GLM-5.2 can run locally with Unsloth Dynamic GGUFs
GLM-5.2, Z.ai’s new open model, is available for local deployment using Unsloth Dynamic GGUFs. The model is built for long-horizon coding, reasoning, and agentic tasks, with 744B parameters, 40B active parameters, and a 1M context window. Unsloth says it performs on par with Claude 4.8 Opus, GPT-5.5, and Gemini 3.1 Pro across Artificial Analysis and other benchmarks.

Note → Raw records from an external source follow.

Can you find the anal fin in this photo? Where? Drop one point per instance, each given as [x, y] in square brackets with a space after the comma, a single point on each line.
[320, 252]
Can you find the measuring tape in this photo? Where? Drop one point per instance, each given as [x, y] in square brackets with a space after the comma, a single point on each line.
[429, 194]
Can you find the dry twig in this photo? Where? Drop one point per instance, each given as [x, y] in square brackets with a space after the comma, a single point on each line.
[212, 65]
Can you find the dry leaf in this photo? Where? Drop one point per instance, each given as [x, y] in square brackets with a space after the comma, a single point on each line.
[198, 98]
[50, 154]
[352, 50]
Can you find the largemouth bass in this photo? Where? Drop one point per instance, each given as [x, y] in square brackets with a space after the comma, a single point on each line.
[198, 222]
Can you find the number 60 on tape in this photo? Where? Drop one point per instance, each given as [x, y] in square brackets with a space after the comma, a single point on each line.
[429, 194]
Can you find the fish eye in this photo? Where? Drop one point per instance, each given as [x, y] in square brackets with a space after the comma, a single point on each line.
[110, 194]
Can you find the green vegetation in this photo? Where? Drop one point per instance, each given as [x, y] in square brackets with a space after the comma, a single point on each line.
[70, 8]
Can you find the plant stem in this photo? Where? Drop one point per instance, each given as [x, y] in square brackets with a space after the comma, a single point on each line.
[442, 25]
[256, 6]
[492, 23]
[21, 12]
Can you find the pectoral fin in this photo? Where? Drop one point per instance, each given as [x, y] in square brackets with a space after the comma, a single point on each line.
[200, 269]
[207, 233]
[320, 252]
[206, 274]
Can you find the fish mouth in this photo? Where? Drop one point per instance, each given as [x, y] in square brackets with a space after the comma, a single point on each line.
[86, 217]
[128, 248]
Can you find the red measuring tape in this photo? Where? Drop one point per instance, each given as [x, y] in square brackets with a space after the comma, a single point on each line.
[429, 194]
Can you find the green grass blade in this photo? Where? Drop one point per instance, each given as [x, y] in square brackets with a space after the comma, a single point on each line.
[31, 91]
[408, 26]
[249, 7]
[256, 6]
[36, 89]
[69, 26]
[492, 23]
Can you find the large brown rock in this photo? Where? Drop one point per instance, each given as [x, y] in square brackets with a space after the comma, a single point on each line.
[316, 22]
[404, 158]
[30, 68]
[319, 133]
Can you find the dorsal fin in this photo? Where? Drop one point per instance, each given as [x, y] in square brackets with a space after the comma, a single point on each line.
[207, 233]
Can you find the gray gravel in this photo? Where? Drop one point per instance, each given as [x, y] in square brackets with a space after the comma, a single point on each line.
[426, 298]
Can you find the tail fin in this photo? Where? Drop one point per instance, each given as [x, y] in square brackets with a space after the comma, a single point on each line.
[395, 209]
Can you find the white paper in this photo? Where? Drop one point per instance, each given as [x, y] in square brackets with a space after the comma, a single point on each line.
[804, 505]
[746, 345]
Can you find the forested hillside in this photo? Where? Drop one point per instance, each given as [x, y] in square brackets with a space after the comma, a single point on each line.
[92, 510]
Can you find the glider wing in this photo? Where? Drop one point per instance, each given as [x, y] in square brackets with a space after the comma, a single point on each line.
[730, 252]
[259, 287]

Dynamic quantization is central to making the model runnable on local systems. Dynamic 1-bit reaches ~76.2% top-1 accuracy while being 86% smaller, while Dynamic 2-bit reaches ~82% accuracy while being 84% smaller. The 2-bit dynamic quant UD-IQ2_M uses 239GB of disk space and can fit on a 256GB unified memory Mac, or run with a 1x24GB GPU and 256GB of RAM using MoE offloading.
GLM-5.2 supports non-thinking mode and reasoning modes labeled High and Max, with Max Thinking recommended for complicated tasks. Unsloth Studio provides a web UI for local AI on MacOS, Windows, and Linux, while llama.cpp support enables local inference with downloadable GGUF variants and KV cache quantization for longer context use.